New police drone trial

Oslo police test shock drones, Police Directorate confirms, remote force moves from lab to street

Nordic Observer · June 11, 2026 at 04:10
  • VG reports that Oslo police have developed drones equipped with electroshock weapons.
  • The Police Directorate says the devices are now being tested in operational use.
  • The trial raises questions about authorization, distance, accountability and evidence handling when force is delivered remotely.
  • If the test expands, other Nordic police services will have a ready-made precedent for armed drone use in civilian policing.

Oslo police have developed drones equipped with electroshock weapons, and the devices are now being tested in operational settings, according to the Norwegian Police Directorate. Writing in VG, the newspaper reports that the trial has moved beyond development and into live police work.

That changes the question. A prototype can be filed under research; an operational test means officers are rehearsing, and potentially using, a tool that delivers force at a distance without placing a policeman physically next to the target. Electroshock weapons already sit near the edge of what Nordic police forces have been willing to normalize. Mounted on drones, they add another layer: the officer is farther away, the machine is airborne, and the intervention arrives before the usual physical contact that has traditionally framed police use of force.

The Police Directorate's confirmation also places Norway ahead of a debate other Nordic capitals have mostly managed to postpone. Police drones in the region have largely been sold as cameras in the sky: search operations, traffic monitoring, scene documentation, surveillance support. A drone that can incapacitate someone is a different instrument.
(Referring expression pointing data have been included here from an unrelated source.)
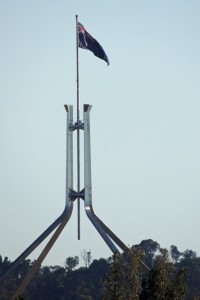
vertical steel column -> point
(69, 155)
(88, 180)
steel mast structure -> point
(112, 241)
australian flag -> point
(86, 41)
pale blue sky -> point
(144, 121)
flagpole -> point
(78, 130)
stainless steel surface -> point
(68, 203)
(103, 230)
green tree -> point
(123, 280)
(164, 282)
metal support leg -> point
(103, 230)
(68, 205)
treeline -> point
(146, 272)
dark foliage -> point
(173, 275)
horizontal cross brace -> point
(74, 195)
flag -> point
(86, 41)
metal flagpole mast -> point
(78, 130)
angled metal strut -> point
(71, 195)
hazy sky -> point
(144, 122)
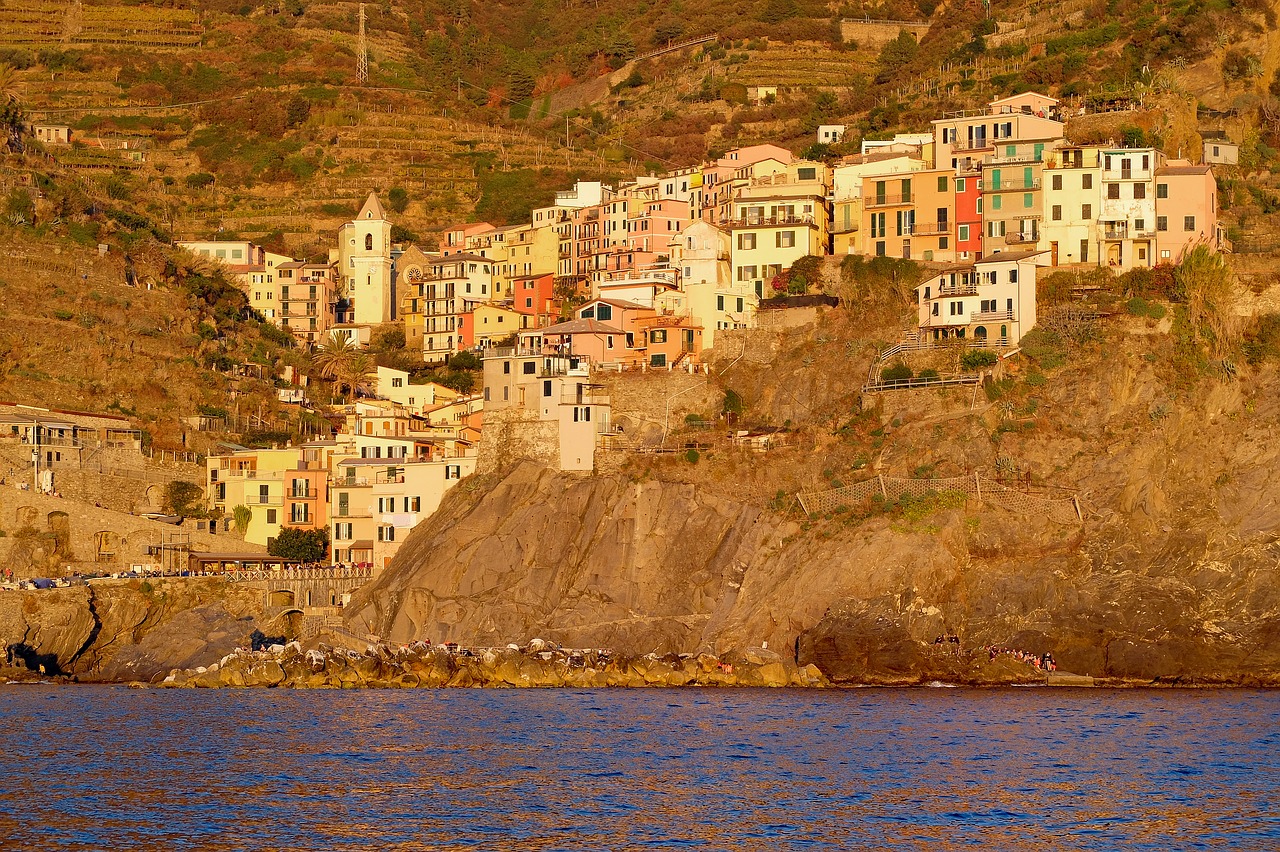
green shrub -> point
(1139, 306)
(897, 371)
(978, 358)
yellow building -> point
(777, 220)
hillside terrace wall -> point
(873, 35)
(128, 535)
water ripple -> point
(103, 768)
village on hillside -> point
(644, 276)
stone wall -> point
(640, 401)
(873, 35)
(54, 536)
(515, 434)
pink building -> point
(1185, 210)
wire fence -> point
(1056, 504)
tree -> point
(397, 198)
(301, 545)
(333, 357)
(1203, 282)
(179, 495)
(13, 122)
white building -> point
(364, 259)
(990, 302)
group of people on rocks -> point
(1043, 662)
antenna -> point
(362, 51)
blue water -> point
(97, 768)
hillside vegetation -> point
(251, 120)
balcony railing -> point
(760, 221)
(1013, 186)
(350, 482)
(887, 201)
(991, 316)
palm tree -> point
(333, 357)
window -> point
(877, 225)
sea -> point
(112, 768)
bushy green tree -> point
(302, 545)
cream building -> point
(364, 257)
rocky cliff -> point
(657, 567)
(1168, 575)
(124, 631)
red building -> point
(534, 297)
(968, 215)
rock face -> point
(538, 664)
(653, 567)
(133, 631)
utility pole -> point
(362, 51)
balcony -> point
(888, 201)
(991, 316)
(350, 482)
(585, 397)
(764, 221)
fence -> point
(1023, 500)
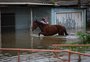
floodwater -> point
(23, 39)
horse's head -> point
(34, 25)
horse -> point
(48, 30)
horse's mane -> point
(38, 22)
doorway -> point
(8, 29)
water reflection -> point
(22, 39)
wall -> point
(40, 12)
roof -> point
(67, 2)
(30, 2)
(46, 2)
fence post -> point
(69, 55)
(18, 55)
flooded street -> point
(24, 40)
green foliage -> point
(85, 38)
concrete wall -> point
(40, 12)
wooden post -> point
(31, 28)
(0, 30)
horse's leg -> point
(61, 33)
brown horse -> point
(48, 30)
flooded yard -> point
(25, 40)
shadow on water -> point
(23, 39)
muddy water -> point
(25, 40)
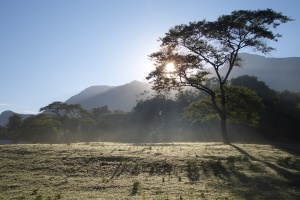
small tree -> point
(68, 115)
(193, 47)
(14, 125)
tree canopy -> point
(194, 47)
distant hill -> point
(278, 73)
(4, 116)
(122, 97)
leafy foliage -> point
(244, 106)
(199, 44)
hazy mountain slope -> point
(4, 116)
(88, 93)
(120, 97)
(278, 73)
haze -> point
(51, 50)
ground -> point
(149, 171)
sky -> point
(51, 50)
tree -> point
(13, 126)
(194, 47)
(68, 115)
(244, 107)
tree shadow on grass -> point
(262, 185)
(293, 178)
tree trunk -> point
(224, 130)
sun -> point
(170, 67)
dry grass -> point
(148, 171)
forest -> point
(162, 118)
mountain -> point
(4, 116)
(88, 93)
(122, 97)
(278, 73)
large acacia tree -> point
(198, 45)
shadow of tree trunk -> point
(293, 178)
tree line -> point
(164, 118)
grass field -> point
(148, 171)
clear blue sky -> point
(52, 50)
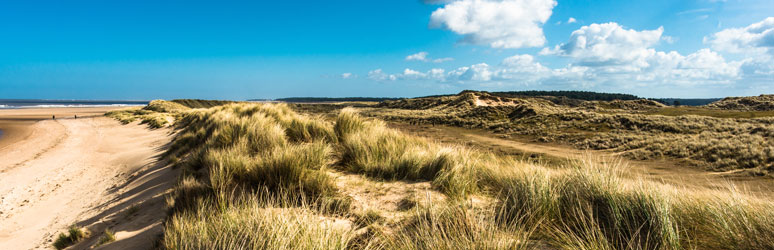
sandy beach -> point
(87, 171)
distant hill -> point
(336, 99)
(685, 102)
(580, 95)
(748, 103)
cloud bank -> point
(496, 23)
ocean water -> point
(39, 103)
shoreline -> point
(16, 124)
(86, 172)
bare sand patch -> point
(85, 171)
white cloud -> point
(497, 23)
(420, 56)
(476, 72)
(379, 75)
(437, 1)
(445, 59)
(754, 39)
(610, 57)
(607, 44)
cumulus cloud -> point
(445, 59)
(611, 57)
(607, 43)
(422, 57)
(755, 38)
(379, 75)
(497, 23)
(755, 41)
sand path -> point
(68, 170)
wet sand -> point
(86, 171)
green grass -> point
(107, 237)
(717, 113)
(257, 176)
(74, 235)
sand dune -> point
(86, 172)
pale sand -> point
(89, 171)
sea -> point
(41, 103)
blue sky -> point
(270, 49)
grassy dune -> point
(639, 129)
(260, 176)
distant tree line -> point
(580, 95)
(686, 102)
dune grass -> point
(74, 235)
(716, 139)
(257, 176)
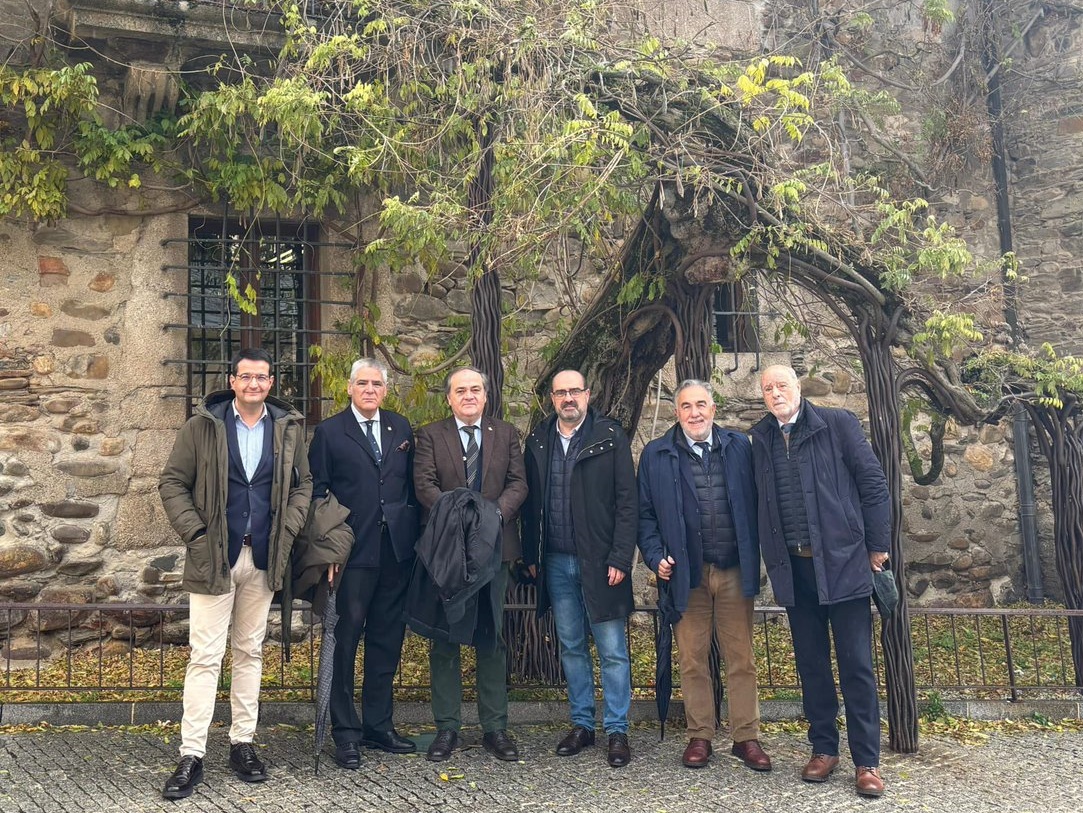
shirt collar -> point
(797, 415)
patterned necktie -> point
(472, 454)
(373, 443)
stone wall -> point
(85, 428)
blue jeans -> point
(573, 628)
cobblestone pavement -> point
(62, 771)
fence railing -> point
(120, 651)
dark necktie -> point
(472, 454)
(372, 442)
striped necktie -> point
(373, 443)
(472, 455)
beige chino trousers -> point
(247, 603)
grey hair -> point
(786, 369)
(690, 382)
(375, 364)
(447, 379)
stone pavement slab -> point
(122, 771)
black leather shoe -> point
(387, 741)
(441, 749)
(500, 746)
(575, 741)
(245, 763)
(188, 774)
(348, 756)
(620, 751)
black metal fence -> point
(126, 651)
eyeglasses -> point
(248, 378)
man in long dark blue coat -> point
(697, 532)
(364, 456)
(824, 527)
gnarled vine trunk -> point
(1059, 433)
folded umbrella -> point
(325, 672)
(885, 591)
(664, 653)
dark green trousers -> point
(445, 669)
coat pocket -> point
(197, 561)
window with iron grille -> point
(736, 318)
(273, 266)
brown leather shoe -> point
(870, 782)
(820, 768)
(575, 741)
(753, 755)
(697, 752)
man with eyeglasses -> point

It compresses observation and coercion into the same platform, and once the platform exists, the pressure to define new use cases rarely moves in one direction.

The immediate issues are procedural rather than futuristic. Who is allowed to authorize deployment? Under what threat threshold can an electroshock drone be used rather than an officer on the ground? How are bystanders protected if a target moves, falls or is struck in a confined space? What footage is stored, who reviews it, and how quickly can an outside body reconstruct the decision chain if the use of force is disputed? Remote tools create longer audit trails when systems are well designed, and thinner accountability when they are not.

There is also an institutional incentive built into the test itself. Once a police district has spent time and money developing a capability, the argument for keeping it exceptional gets weaker. Training programs are written, procurement lines open, specialist teams form, and what began as a narrow response to rare high-risk incidents can migrate into ordinary policing. Nordic police services have spent years expanding technical capacity through software, sensors and drones while insisting that legal standards remain unchanged. The hardware keeps moving; the assurances usually stay still.

For now, the concrete fact is simple: Oslo police have built a drone that can deliver an electric shock, and the national police leadership says it is being tested operationally. The next decision is less technical than bureaucratic: whether this remains an Oslo experiment or becomes a procurement template.